Carlos Rodrigo

Fuera máscaras

«Nos sentimos culpables, algunos más que otros, de ir por la calle sin embozo»

POR CARLOS RODRIGO

Los españoles, al menos la mayoría de los que conozco, por regla general solemos ser muy conservadores y muy bien mandados. Somos muy de acatar y apenas nos manifestamos si no es detrás de una pancarta que ha confeccionado otro. Y aunque voceamos, nos ponemos estupendos y nos indignamos entre amigos y conocidos de minuto y medio, solemos pasar por el aro con bastante maestría, sobre todo para las grandes cosas, ya que somos más de indignarnos por las minucias que por las grandes injusticias. Empatizamos más con tormentas furiosas y pasajeras que con levantes tranquilos, fundamentados y sostenidos en el tiempo que erosionen el sistema.

Somos de comprar en vez de alquilar, aunque luego digamos que hay goteras; de cabrearnos y remover Roma con Santiago más porque se ha cortado la tele de pago que por la opacidad sistémica de la factura de la luz; más proclives a cambiar de creencias que de costumbres; tipos a los que nos cuesta viajar y somos poco de salir del nido, aunque como a todo hijo de vecino a la fuerza nos ahorcan, como les pasó, les está pasando y les pasará a tantos que han tenido que hacer las maletas en busca de pan o de ciberhabichuelas .

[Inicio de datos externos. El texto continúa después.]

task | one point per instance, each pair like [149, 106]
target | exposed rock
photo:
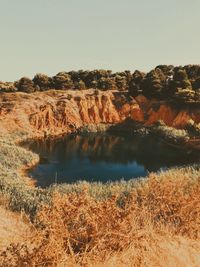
[54, 112]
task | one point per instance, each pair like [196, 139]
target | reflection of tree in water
[149, 152]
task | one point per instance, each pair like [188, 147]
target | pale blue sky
[49, 36]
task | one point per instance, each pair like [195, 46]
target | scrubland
[151, 222]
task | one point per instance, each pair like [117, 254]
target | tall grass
[151, 222]
[156, 223]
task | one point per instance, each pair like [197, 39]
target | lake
[102, 157]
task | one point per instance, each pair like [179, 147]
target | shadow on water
[102, 157]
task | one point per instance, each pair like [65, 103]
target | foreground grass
[152, 222]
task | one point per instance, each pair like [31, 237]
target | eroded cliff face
[59, 112]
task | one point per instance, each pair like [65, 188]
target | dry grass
[157, 223]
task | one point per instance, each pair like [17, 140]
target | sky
[48, 36]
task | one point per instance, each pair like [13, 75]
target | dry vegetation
[153, 223]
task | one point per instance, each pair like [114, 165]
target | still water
[102, 157]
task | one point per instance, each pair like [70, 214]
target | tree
[63, 81]
[42, 81]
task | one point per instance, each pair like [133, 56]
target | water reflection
[102, 157]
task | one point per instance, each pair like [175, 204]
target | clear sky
[49, 36]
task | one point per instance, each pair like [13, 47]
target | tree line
[164, 82]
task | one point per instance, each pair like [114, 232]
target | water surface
[102, 157]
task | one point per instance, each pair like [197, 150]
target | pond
[102, 157]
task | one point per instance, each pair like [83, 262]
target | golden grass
[157, 223]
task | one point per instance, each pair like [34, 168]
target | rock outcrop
[59, 112]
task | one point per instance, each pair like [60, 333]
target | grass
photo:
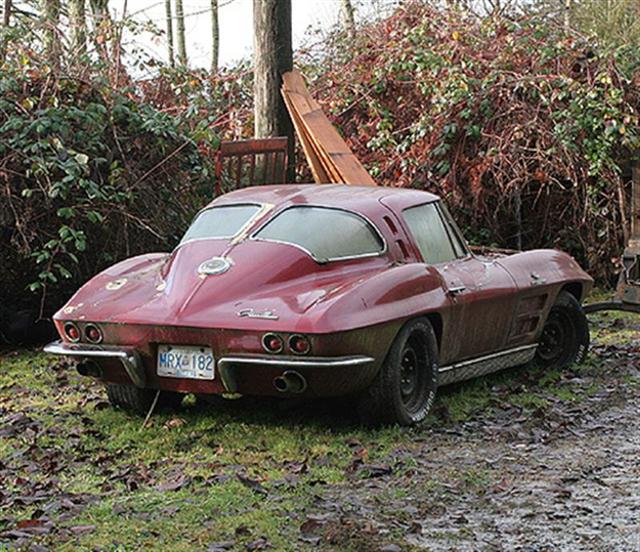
[203, 476]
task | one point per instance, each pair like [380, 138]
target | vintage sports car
[322, 290]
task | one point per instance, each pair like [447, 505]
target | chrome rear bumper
[128, 356]
[226, 365]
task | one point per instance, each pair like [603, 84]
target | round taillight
[299, 344]
[272, 343]
[72, 332]
[93, 333]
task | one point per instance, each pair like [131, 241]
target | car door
[481, 293]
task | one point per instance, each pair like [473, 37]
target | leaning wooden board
[330, 158]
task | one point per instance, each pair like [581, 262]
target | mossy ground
[78, 474]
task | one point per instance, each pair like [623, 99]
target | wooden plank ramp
[328, 154]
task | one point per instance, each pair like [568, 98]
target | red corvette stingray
[322, 290]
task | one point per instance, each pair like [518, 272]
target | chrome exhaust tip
[290, 382]
[89, 368]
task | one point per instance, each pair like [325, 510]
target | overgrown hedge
[527, 130]
[88, 176]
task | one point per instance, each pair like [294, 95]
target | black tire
[565, 335]
[405, 386]
[136, 400]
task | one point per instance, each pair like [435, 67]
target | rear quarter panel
[540, 275]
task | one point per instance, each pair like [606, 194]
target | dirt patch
[522, 460]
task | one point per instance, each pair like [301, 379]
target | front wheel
[565, 335]
[405, 387]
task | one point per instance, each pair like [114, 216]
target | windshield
[326, 234]
[220, 222]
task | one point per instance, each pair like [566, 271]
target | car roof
[344, 196]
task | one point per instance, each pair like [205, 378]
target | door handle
[456, 290]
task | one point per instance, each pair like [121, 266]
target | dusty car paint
[350, 308]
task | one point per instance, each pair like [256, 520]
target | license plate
[177, 361]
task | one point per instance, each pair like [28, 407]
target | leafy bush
[527, 131]
[88, 175]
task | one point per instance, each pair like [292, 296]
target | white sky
[236, 24]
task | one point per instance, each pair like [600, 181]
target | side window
[428, 231]
[459, 243]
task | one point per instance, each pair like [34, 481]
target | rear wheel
[565, 335]
[405, 386]
[139, 401]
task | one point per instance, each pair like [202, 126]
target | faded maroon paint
[351, 307]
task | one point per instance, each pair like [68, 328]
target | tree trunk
[567, 16]
[272, 56]
[6, 15]
[167, 9]
[346, 8]
[215, 36]
[77, 17]
[182, 48]
[51, 20]
[102, 27]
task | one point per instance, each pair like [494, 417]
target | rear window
[326, 234]
[220, 222]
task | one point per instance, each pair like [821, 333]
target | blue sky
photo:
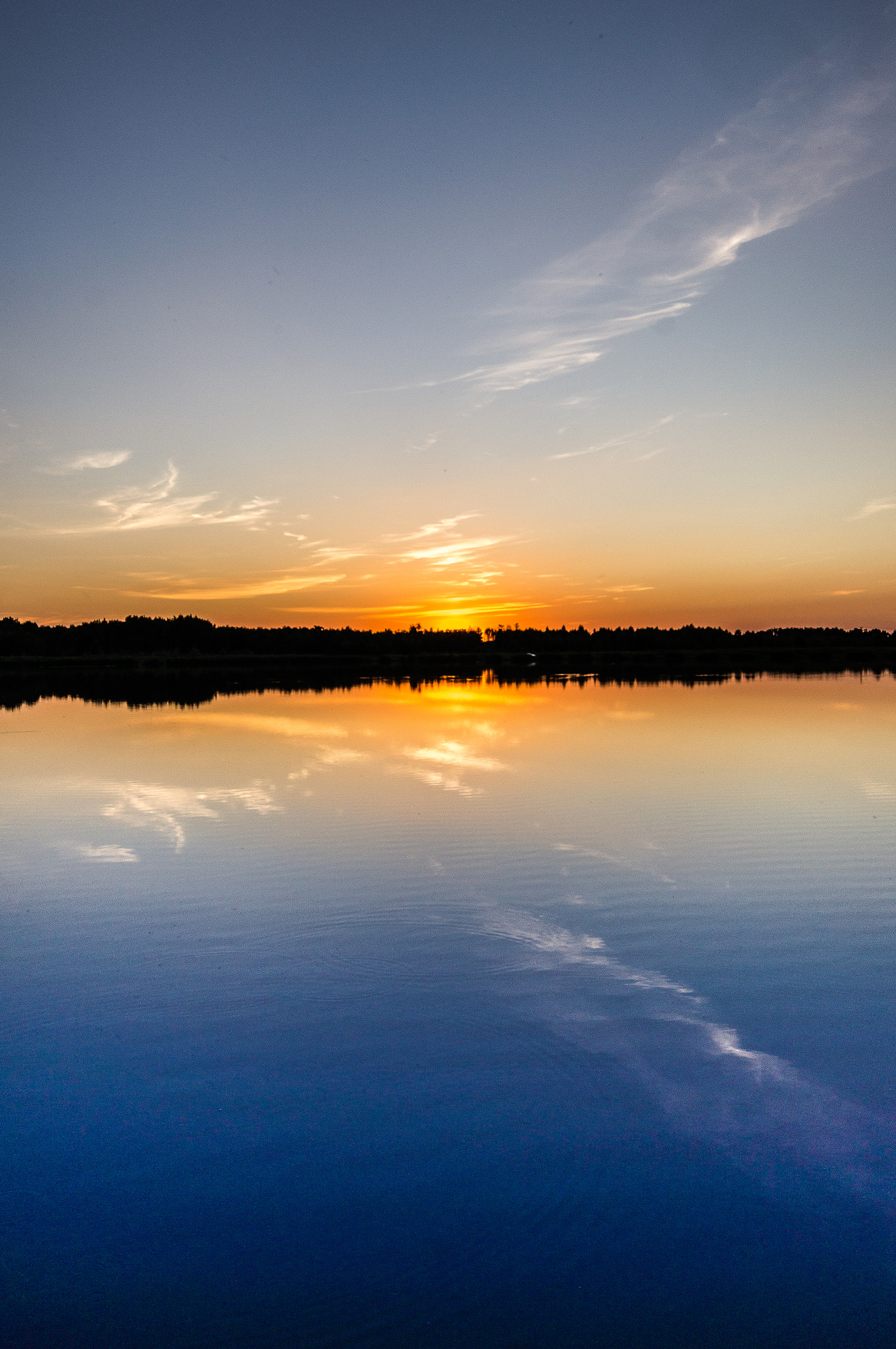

El caso es que estos días me está llamando la atención el tema de las máscaras y mascarillas. Eso de que ya no es obligatorio llevarlas en espacios abiertos , en exteriores manteniendo la distancia, etc., etc.; esa pequeña liberación que muchos, librepensadores de los que piensan poco y mal, han reivindicado como un arrebato de libertad.

Y es que, yo que soy muy de pasear aunque no adelgace, me ha dado por recordar que hace años, como signo de educación y, por qué no decirlo, de impostada galantería cinematográfica, uno se tocaba o se quitaba el sombrero como signo de cortesía.

Ya sé que la práctica está desusada desde hace años, o que solo la mantienen los muy cafeteros que tienen cierta clase, porque si no queda un poco casposo y hasta sospechoso y sórdido en según qué casos, pero sí que creo haber detectado que ahora aquel gesto se ha sustituido por ponerte la mascarilla cuando te vas a cruzar con alguien , o al menos hacer amago de hacerlo.

Es curioso cómo hacemos de la prisión virtud. Cómo nos acostumbramos a nuestras reclusiones y nos cuesta desembarazarnos de ellas ; nos sentimos culpables, algunos más que otros, de ir por la calle sin embozo, y en cuanto se nos acerca alguno nos echamos raudos la mano a la pistolera. Ya uno no se toca el sombrero o saluda, ahora uno se cubre el rostro. Y eso que en los tiempos que corren es incontestable que una máscara dice más que una cara.

Los que somos de natural lento, y casi siempre perdemos el duelo, arribando al momento crítico del cruce sin haber llegado a desenfundar y armarnos la cara, recibimos el disparo silencioso del que la lleva puesta; ese simple y demoledor arqueo de cejas, o esa bajada conmiserativa de ojos negándonos la mirada, del que nos ha batido en este ridículo duelo de la presunta consideración respecto al prójimo.

Y es que son malos tiempos, como casi todos lo han sido, para ir a cara descubierta, por mucho que de nuevo nos vendan que es legal y recomendable hacerlo . Ya que, por mucho que el mítico y nunca suficientemente ponderado poeta Abadio gritara aquello de: «Fuera Máscaras», como se encarga de recordarnos la doliente Clarice Lispector: «Elegir la propia máscara es el primer gesto voluntario del ser humano, y es solitario».